The relationship of self-reported health status and perceived neighborhood built environment with the amount of self-reported walking among urban community dwelling older adults
With advancing age, there is a greater incidence of chronic disease. Increased levels of physical activity may reduce the burden of complications from chronic diseases. Walking is the most common form of physical activity for older adults, yet previous studies report that only 25% perform the recommended amount of 150 minutes or more per week. The purpose of this study was to describe the relationship of self-reported health status and perceived neighborhood built environment with the amount of self-reported walking. The ecological theory of aging served as the theoretical framework. The study was a descriptive, cross sectional, non-experimental survey with a sample of 140 urban community dwelling adults over age 65. This study had a sample that was 94% African American, representing one of the largest quantitative studies focused on African American older adults and walking.

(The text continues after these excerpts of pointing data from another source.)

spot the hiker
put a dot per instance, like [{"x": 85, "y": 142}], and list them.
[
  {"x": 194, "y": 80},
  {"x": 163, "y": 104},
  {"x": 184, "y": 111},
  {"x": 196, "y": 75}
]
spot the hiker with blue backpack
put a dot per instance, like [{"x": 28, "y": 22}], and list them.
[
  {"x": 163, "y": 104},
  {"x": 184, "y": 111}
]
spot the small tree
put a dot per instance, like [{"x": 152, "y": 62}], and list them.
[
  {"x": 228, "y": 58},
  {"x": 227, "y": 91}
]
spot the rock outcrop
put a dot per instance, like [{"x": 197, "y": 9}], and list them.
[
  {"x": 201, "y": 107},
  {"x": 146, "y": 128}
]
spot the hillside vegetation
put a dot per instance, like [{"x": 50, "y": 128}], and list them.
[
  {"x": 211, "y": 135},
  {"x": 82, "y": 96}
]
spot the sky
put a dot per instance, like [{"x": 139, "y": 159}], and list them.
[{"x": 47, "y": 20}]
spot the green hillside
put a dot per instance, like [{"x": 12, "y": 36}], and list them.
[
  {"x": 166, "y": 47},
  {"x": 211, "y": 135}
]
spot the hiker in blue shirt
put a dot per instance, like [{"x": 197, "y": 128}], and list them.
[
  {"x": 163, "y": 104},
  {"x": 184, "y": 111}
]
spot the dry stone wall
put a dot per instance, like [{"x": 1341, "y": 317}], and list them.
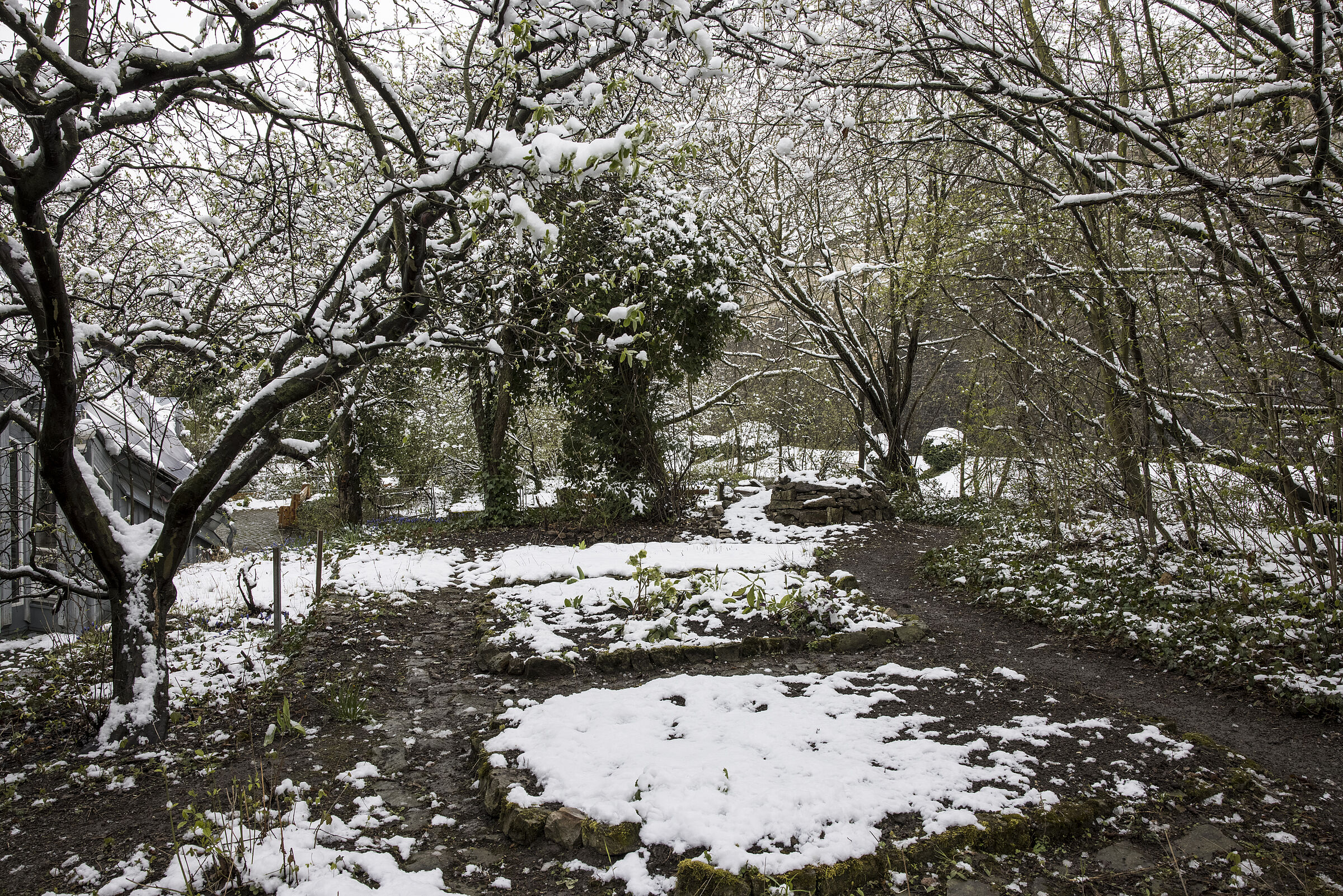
[{"x": 811, "y": 503}]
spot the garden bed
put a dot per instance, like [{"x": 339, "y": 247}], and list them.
[{"x": 648, "y": 618}]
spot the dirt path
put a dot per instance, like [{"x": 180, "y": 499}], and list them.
[{"x": 887, "y": 567}]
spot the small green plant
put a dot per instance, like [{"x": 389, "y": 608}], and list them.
[
  {"x": 754, "y": 594},
  {"x": 284, "y": 726},
  {"x": 653, "y": 592},
  {"x": 348, "y": 703}
]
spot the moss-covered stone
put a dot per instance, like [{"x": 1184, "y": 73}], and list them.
[
  {"x": 1199, "y": 740},
  {"x": 1005, "y": 834},
  {"x": 911, "y": 629},
  {"x": 847, "y": 582},
  {"x": 666, "y": 657},
  {"x": 847, "y": 876},
  {"x": 612, "y": 840},
  {"x": 945, "y": 845},
  {"x": 613, "y": 660},
  {"x": 547, "y": 668},
  {"x": 851, "y": 641},
  {"x": 802, "y": 880},
  {"x": 699, "y": 879},
  {"x": 495, "y": 786},
  {"x": 727, "y": 652},
  {"x": 523, "y": 825},
  {"x": 1071, "y": 820},
  {"x": 1241, "y": 780},
  {"x": 492, "y": 657}
]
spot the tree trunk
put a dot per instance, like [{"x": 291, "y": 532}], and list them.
[
  {"x": 139, "y": 711},
  {"x": 350, "y": 477},
  {"x": 492, "y": 413}
]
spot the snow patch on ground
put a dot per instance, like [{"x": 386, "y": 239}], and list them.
[{"x": 742, "y": 764}]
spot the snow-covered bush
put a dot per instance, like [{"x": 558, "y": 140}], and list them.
[{"x": 943, "y": 449}]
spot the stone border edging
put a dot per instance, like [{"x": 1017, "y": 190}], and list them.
[
  {"x": 998, "y": 834},
  {"x": 569, "y": 828}
]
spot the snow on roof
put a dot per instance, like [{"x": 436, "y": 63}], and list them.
[{"x": 124, "y": 417}]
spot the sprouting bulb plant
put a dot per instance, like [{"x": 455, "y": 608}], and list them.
[{"x": 283, "y": 726}]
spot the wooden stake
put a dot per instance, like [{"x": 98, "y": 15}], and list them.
[
  {"x": 317, "y": 589},
  {"x": 276, "y": 570}
]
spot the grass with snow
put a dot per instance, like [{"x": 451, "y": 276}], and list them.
[{"x": 1224, "y": 613}]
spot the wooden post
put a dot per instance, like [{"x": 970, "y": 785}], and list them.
[
  {"x": 317, "y": 589},
  {"x": 276, "y": 570}
]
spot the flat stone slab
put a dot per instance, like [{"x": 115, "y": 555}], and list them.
[
  {"x": 1206, "y": 840},
  {"x": 1123, "y": 857}
]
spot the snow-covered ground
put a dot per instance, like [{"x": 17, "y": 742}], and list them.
[{"x": 785, "y": 771}]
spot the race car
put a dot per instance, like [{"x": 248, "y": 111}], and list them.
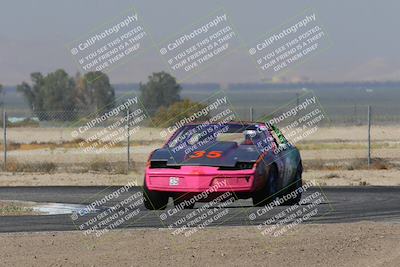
[{"x": 250, "y": 160}]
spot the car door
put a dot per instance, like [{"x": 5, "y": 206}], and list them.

Data collection consisted of four survey instruments that measured the participants' demographic information, perception of health, perception of the neighborhood built environment and the amount of self-reported walking. Multiple regression models were used for analyses. The significant covariates for less minutes of total walking were older age, greater BMI and female gender. The significance of age, gender and BMI were similar to findings with non-minority samples. The significant built environment covariates were proximity to retail and access to services for transport walking, and neighborhood surroundings for non-transport walking. Crime and traffic were not significant built environment covariates influencing the amount of walking. The mean number of minutes for transport walking at 90 minutes per week was significantly greater than the number of non-transport walking at 20 minutes per week. Self-reported health perceptions were statistically more significant than the neighborhood built environment perceptions. Interventions targeting the health problems of older adults, and modifying the built environment for those identified health problems may lead to increased walking in the neighborhood.
Mitchell, Anne Bradley, "The relationship of self-reported health status and perceived neighborhood built environment with the amount of self-reported walking among urban community dwelling older adults" (2012). Dissertations available from ProQuest. AAI3542931.